Two thousand years. That’s how long Jesus Christ has said, “The Lord has sent me to proclaim release to the captives and recovery of sight to the blind, to let the oppressed go free” (Luke 4:18), and “Truly I tell you, just as you did it to one of the least of these who are members of my family, you did it to me” (Matt. 25:40).
Since the beginning. That’s how long God has asked, “What have you done? Listen. Your brother’s blood is crying out to me from the ground!” (Gen. 4:10).
It is time to say with Jesus: BLACK LIVES MATTER. We must say it with more than our words. We must say it with our actions, our bodies, our presence. We must say it right here in Auburn, where people of color are threatened and called the n-word, where positions of leadership are conspicuously white, where churches are generally silent, where children do not adequately learn the complex stories, literature, art, achievements, and power of non-white peoples.
I have seen that holy power for weeks now. I have been witness to black men and women—bone tired, hopeless, angry, hurt, dying from grief—stand up and speak, cry, tell their truth, shout “I can’t breathe!” For three weeks, panels of black and white men through Auburn Public Theater and the Harriet Tubman Troupe did just that, in conversations that will awaken the Spirit in you. For weeks, hundreds of Auburnians have come together in peaceful demonstration, as our own police officers knelt in solidarity. Local advocacy organizations have united in action, in ways unprecedented in recent years.

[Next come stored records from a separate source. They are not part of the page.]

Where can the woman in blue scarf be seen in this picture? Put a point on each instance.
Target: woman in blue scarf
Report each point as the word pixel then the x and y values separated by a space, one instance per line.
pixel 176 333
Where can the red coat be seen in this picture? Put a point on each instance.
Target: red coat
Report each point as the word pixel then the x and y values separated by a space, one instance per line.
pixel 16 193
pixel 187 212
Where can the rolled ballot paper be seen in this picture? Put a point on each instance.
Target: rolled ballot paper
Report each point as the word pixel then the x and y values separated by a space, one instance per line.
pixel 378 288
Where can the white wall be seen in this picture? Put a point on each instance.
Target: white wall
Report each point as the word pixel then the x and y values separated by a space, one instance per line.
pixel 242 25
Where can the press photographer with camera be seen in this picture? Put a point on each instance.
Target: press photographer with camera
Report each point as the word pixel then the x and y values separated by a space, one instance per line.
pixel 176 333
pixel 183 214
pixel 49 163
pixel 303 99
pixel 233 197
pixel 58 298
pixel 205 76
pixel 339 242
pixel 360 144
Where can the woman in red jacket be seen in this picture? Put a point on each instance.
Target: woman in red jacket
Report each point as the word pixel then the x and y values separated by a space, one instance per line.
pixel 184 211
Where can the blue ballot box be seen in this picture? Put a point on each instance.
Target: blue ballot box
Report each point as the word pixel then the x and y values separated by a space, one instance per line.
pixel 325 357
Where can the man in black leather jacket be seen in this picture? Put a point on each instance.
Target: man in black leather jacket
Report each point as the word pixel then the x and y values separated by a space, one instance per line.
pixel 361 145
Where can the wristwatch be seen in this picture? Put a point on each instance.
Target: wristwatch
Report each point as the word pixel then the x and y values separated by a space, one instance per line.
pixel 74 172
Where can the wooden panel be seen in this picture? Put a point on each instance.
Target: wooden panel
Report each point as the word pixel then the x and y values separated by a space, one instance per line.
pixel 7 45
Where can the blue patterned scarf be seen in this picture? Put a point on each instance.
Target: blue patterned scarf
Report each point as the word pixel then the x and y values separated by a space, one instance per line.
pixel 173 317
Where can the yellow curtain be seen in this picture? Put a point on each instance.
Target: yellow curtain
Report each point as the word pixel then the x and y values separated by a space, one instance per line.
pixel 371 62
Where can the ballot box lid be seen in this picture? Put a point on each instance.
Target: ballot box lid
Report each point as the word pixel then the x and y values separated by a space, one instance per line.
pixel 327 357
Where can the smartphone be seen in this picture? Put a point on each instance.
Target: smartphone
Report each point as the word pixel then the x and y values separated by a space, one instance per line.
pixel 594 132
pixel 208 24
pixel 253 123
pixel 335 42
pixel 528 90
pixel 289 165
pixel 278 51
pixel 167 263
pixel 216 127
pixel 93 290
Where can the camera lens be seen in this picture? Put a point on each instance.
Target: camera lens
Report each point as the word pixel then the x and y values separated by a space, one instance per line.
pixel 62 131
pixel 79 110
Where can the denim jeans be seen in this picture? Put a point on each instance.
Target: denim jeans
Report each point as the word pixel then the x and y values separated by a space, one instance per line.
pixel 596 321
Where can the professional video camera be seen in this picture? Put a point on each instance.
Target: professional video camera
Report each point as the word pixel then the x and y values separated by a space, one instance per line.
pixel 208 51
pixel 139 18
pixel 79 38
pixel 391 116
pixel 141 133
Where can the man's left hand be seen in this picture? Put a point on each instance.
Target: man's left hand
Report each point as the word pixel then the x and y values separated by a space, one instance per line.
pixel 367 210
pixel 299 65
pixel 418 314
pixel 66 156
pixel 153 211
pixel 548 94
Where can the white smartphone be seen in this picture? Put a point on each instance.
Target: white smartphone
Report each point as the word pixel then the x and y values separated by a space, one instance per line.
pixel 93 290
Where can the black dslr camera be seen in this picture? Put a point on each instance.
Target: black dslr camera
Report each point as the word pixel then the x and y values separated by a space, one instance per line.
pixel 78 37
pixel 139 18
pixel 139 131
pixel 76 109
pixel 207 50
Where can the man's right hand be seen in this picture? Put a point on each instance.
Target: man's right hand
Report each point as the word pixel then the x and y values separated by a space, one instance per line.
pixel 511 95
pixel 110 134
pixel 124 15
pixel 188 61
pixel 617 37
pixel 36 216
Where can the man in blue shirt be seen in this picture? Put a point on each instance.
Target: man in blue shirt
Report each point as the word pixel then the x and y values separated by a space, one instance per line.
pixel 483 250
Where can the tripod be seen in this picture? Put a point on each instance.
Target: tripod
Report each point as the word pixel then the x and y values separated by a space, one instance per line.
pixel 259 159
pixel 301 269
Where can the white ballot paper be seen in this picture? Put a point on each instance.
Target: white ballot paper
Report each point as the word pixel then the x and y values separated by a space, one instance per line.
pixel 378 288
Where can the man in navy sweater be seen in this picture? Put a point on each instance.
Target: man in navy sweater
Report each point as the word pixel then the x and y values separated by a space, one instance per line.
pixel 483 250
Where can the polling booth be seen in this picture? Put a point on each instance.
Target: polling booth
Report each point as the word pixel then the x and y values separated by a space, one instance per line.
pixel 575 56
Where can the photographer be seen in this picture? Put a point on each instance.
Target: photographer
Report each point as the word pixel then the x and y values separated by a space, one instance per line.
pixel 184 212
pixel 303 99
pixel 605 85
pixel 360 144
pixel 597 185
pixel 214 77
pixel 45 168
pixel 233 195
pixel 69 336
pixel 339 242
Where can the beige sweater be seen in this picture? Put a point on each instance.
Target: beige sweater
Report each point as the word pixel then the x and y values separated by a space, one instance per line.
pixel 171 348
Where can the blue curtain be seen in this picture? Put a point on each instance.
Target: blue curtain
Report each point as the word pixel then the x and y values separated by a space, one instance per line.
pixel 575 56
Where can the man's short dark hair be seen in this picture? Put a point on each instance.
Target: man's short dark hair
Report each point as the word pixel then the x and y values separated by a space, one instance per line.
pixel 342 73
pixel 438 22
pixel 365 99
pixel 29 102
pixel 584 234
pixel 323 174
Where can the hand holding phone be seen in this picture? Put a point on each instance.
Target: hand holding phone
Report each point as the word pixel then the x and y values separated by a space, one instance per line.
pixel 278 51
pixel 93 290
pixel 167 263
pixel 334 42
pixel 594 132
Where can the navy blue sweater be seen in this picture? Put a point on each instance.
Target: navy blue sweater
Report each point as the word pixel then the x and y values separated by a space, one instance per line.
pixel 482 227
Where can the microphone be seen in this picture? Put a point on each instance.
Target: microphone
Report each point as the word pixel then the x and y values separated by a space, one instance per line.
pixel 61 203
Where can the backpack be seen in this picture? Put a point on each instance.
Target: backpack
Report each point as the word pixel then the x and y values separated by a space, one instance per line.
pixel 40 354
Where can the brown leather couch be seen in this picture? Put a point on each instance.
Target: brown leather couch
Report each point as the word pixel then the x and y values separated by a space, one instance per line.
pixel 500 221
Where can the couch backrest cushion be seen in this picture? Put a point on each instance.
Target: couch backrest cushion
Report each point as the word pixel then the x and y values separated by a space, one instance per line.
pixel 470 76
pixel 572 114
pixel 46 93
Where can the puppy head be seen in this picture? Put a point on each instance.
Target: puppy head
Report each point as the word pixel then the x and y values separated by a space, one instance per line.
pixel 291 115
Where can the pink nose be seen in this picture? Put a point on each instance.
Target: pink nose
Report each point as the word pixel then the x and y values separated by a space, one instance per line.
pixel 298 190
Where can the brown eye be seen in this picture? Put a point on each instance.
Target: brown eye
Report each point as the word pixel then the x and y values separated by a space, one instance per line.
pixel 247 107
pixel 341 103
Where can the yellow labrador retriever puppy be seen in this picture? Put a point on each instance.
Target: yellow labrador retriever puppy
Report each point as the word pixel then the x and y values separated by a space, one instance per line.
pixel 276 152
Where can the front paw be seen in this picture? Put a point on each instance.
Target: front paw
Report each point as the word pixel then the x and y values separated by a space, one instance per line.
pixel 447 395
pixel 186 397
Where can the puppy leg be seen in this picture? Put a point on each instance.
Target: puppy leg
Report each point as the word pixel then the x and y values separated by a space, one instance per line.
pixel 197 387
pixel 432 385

The first thing to remember is that there have been people working in this struggle for years, decades, centuries, long before our arrival. The best thing we can do is learn about their work and explore how we fit into it. It’s especially important, for those of us who are white, to take our lead from people of color; they live this fight every day. For those of us who are white, it’s our job to do the work of dismantling the system that was created by white people, is perpetuated by us (even if unconsciously), and still to this day benefits and privileges us. It’s our job to organize white people and work within our own spheres of influence. It’s our job to use our positional privilege to create change. But it’s not our job to take up space that pushes out black and brown voices; nor is it our privilege to determine the agenda of the movement. Often, the best thing we can do is listen—and believe.
Another first step is to join or support one of the many organizations working for local change. (Go to westminsterauburn.org/blog, and you’ll see a June 5th post listing and linking many of these organizations. You’ll also find links to action steps you can take.)
It’s time we become partners, co-conspirators, collaborators in the divine power that is coursing through us even now, working for the liberation of God’s children. The same power that resided in Moses, in Peter and Paul, in Harriet, Rosa, and Martin, even in Jesus, resides in you. It pulses beneath the surface of your skin, no less than blood. It beats as steadily as the heart. Give it voice, give it one chance to speak and act, to live in you, to be seen by the world and proclaim that Black Lives Matter, and God will walk the earth.
Eternity. That’s how long God has been preparing for this moment.